La biennale ne crée plus de surprises
La nouvelle Oslo Biennial, organisée à l’initiative de la municipalité, aborde aussi la problématique de l’art contemporain dans la ville par des projets in situ, des rapprochements entre des lieux, dont quelques institutions, et ce, sur le long terme. La manifestation vise à creuser dans l’épaisseur sociogéopolitique d’Oslo grâce à des œuvres d’artistes norvégiens et étrangers qui font lien avec le contexte. Née d’un travail préalable de recherche et d’expérimentation (l’Oslo Pilot, mené par les commissaires Eva González-Sancho et Per Gunnar Eeg-Tverbakk), cette nouvelle manifestation est prometteuse *. Si le modèle « biennale » s’est répandu et multiplié dans le monde au cours des trente dernières années – on en compte aujourd’hui trois cent vingt, sur divers continents –, cela tient à deux facteurs.
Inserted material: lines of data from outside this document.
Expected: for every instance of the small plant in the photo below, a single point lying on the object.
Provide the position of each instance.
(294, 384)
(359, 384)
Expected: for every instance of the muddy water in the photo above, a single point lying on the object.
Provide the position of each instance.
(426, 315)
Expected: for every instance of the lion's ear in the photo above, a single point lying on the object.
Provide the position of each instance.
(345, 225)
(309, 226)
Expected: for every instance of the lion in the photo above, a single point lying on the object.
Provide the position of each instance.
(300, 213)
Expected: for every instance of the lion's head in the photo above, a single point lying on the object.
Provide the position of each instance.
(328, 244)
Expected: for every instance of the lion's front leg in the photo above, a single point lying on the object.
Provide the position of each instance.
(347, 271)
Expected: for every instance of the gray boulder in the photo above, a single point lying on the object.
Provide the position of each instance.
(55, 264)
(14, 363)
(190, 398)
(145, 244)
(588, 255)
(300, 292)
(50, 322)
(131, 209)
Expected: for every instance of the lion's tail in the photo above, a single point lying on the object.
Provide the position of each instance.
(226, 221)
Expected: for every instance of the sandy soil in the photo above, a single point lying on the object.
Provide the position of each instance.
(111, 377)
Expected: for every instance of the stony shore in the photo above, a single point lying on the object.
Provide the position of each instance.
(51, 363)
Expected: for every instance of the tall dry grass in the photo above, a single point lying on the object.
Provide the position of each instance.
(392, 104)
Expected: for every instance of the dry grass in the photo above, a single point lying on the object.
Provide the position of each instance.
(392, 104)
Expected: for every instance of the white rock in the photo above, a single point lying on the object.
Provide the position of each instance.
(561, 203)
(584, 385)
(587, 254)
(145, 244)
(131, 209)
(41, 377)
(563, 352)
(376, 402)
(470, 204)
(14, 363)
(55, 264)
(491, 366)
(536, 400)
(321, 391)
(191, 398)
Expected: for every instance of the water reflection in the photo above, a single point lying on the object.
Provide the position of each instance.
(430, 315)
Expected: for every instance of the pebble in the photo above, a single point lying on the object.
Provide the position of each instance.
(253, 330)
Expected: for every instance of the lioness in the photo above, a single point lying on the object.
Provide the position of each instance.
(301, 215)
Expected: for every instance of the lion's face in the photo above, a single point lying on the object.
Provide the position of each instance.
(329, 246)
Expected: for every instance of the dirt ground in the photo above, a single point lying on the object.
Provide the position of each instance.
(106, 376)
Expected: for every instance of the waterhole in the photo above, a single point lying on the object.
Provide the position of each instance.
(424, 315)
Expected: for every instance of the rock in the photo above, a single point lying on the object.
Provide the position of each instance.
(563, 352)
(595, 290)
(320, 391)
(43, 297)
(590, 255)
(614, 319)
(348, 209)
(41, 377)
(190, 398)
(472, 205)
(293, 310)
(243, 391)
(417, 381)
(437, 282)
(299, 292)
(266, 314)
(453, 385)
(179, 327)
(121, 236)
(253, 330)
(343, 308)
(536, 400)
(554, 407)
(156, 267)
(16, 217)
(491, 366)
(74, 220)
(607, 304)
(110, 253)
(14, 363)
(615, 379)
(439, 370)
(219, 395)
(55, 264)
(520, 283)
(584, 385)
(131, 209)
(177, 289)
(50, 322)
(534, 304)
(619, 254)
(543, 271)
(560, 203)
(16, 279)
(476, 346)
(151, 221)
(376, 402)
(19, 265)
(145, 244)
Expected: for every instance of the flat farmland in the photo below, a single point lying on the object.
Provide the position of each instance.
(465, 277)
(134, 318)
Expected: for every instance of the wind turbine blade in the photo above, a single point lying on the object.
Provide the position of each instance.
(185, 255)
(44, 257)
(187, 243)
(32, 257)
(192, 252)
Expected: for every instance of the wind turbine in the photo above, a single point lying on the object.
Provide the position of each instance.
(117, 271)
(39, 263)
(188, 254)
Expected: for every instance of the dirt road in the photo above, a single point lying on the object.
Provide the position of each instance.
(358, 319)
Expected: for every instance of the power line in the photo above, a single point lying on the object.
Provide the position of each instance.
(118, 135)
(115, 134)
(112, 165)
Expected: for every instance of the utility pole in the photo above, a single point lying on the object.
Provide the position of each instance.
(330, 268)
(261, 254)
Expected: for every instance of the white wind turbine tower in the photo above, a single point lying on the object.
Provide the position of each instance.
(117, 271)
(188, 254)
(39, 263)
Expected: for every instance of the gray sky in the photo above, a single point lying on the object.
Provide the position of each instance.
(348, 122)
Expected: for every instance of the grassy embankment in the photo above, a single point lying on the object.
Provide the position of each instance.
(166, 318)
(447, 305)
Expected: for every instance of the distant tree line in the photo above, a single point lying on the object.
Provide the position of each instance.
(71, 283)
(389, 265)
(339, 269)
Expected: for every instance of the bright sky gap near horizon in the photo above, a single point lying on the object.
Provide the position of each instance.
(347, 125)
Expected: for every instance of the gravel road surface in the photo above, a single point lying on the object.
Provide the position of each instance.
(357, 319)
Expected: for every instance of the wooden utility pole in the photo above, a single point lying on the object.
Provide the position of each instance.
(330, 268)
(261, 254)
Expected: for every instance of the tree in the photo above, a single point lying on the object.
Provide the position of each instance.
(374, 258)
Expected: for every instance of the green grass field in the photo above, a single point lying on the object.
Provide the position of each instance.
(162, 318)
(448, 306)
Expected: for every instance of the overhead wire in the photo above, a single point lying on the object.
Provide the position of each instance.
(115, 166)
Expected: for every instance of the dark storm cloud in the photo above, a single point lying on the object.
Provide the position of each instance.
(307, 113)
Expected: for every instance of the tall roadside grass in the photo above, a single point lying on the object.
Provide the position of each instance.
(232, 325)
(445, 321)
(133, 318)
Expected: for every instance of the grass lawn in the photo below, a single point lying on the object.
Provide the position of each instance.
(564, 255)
D’une part, l’art contemporain s’est mis au diapason de la mondialisation, de l’amplification des déplacements (des biens tant matériels qu’immatériels) et de la circulation de l’information. D’autre part, dans la foulée sans doute de la Biennale de Venise et de documenta, qui sont devenues des machines touristico-économiques de grande envergure attirant des millions de visiteurs, l’art contemporain est aujourd’hui vu sous l’angle du capital politique et économique qu’il en est venu à signifier. Pourtant, le modèle date et est assez convenu, n’offrant plus guère de surprises, malgré le foisonnement des propositions. Sa périodicité est obsolète : rien ne justifie le « deux ans » inscrit dans le mot « biennale », qui l’empêche d’intégrer la dimension live, performative, de l’art contemporain. Le pouls de celui-ci, ce qui se mesure en termes d’énergie et d’intensité, qui suscite de nouvelles idées, de nouveaux regards, voire de nouvelles façons d’être, de penser et de faire, en est absent. Aujourd’hui, la dimension politique agissante de l’art se déplie mieux dans d’autres formats. À l’heure de ce que The Economist nomme la slowbalisation, ceux-ci peuvent-ils s’imposer ?
Notes et références :
*1 Parachute a notamment organisé à Montréal «02 23 03. Premières rencontres internationales d’art contemporain», en 1977, et «Performance», en 1980. Les publications documentant ces événements seront bientôt en ligne. Voir numerique.banq.qc.ca
*2 Nommée en 2015 présidente-directrice du nouveau Museum of Contemporary Art (Moca) de Toronto, dont la mise en œuvre m’a mobilisée pendant un an, j’ai dû mettre de côté «Demo-Graphics».
*3 Voir DEMO-GRAPHICS : Outlining the Event, PDF #2, novembre 2015, http://pub-doc-file.org; et pour Sphère(s), Le Devoir, 21 septembre 2017, www.ledevoir.com/opinion/idees/508478/sphere-s-un-nouvel-evenement-international-en-art-contemporain.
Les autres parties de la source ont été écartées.